От меня Тед хотел редакторских советов и помощи в качестве литературного агента, который бы продавал права на его книги, которые он собирался написать о своем деле. Он хотел, чтобы мы быстро договорились о сотрудничестве и согласовали соглашение о распределении процента прибыли, которая, он не сомневался, обязательно будет. Он попросил, чтобы я до поры держала его предложение в секрете и переписывалась с ним через адвоката.
О чем он намерен писать, я точно не знала, но ответила ему длинным письмом с подробным изложением различных издательских направлений и объяснением правильной формы представления рукописи. Кроме того, я еще раз повторила информацию об уже имевшемся у меня договоре на книгу о делах пропавших девушек и подчеркнула, что его история должна быть частью моей книги, поскольку многого я могу не знать. Прибылью я предложила с ним поделиться, исходя из количества глав, которые он сможет написать сам.
И ради его собственной защиты я призвала его немного повременить с попытками публикации. Его юридические затруднения в Юте и Колорадо еще не закончились. Колорадо быстро продвигался в расследовании, хотя публика, частью которой я была, мало что знала. Причастность покупок по кредитной карте к преступлениям тем не менее просочилась.

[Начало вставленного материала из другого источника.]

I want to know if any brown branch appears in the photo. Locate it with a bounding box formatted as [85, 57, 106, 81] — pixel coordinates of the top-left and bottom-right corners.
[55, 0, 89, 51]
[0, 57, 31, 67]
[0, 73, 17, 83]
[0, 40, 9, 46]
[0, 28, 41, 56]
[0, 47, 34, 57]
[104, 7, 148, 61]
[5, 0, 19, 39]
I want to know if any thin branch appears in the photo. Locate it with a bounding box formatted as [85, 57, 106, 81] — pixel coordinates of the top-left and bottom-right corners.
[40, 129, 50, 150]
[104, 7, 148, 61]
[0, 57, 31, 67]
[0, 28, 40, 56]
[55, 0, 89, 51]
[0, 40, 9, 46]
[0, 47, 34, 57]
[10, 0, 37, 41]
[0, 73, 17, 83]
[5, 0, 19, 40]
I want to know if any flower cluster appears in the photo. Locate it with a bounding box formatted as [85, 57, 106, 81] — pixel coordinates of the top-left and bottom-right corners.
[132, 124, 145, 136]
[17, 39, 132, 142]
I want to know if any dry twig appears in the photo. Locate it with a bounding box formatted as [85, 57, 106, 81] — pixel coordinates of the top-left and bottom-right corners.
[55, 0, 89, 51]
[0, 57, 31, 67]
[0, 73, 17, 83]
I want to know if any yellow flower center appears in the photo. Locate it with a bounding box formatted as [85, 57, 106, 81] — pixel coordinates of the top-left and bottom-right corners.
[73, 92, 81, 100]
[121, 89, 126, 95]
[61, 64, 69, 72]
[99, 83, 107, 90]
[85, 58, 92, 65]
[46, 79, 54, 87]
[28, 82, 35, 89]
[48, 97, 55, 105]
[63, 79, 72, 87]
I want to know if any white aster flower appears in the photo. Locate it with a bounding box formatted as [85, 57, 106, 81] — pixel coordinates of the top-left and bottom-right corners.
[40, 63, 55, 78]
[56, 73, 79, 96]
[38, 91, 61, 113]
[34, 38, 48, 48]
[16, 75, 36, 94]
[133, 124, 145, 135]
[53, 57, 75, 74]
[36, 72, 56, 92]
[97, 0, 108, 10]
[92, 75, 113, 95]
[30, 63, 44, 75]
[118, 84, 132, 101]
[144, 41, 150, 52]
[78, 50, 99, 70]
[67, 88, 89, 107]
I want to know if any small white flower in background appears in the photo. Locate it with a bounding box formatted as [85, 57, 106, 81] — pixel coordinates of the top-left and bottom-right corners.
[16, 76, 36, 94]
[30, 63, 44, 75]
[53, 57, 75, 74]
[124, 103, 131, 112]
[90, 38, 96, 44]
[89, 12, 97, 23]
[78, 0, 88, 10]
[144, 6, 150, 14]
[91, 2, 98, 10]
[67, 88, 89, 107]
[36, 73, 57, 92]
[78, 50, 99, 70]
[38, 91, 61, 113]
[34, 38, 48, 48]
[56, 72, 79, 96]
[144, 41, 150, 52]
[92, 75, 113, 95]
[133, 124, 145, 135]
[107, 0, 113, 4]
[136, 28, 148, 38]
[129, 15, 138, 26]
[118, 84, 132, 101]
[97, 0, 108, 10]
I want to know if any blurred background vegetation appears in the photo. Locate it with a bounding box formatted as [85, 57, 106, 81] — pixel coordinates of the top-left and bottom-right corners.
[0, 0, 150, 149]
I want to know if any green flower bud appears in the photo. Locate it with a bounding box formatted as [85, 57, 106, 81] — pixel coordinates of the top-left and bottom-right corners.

И у меня была новость. Я написала Теду, что собираюсь приехать в
Солт-Лейк-Сити в рамках подготовки к редактированию книги о путешествиях для орегонского издательства. И, если удастся, постараюсь навестить его в тюрьме.
Однако для этого требовалось разрешение, получить которое нелегко. Я не была его родственницей и не входила в утвержденный список посетителей Теодора Роберта Банди. Когда я позвонила в офис начальника, Сэма Смита, в старой тюрьме в Дрейпере, штат Юта, мне сказали, что, если я по приезде в Солт-Лейк-Сити перезвоню, они примут решение. Я была совершенно уверена, что ответ будет отрицательный.
1 апреля 1976 года я прилетела в Юту. Я никогда не летала на реактивном самолете и с 1954 года не летала вовсе, и скорость полета вместе с осознанием того, что всего за пару часов я могу оставить дождливый Сиэтл и оказаться в сравнительно мягком климате Солт-Лейк-Сити, сделали путешествие еще сюрреалистичнее.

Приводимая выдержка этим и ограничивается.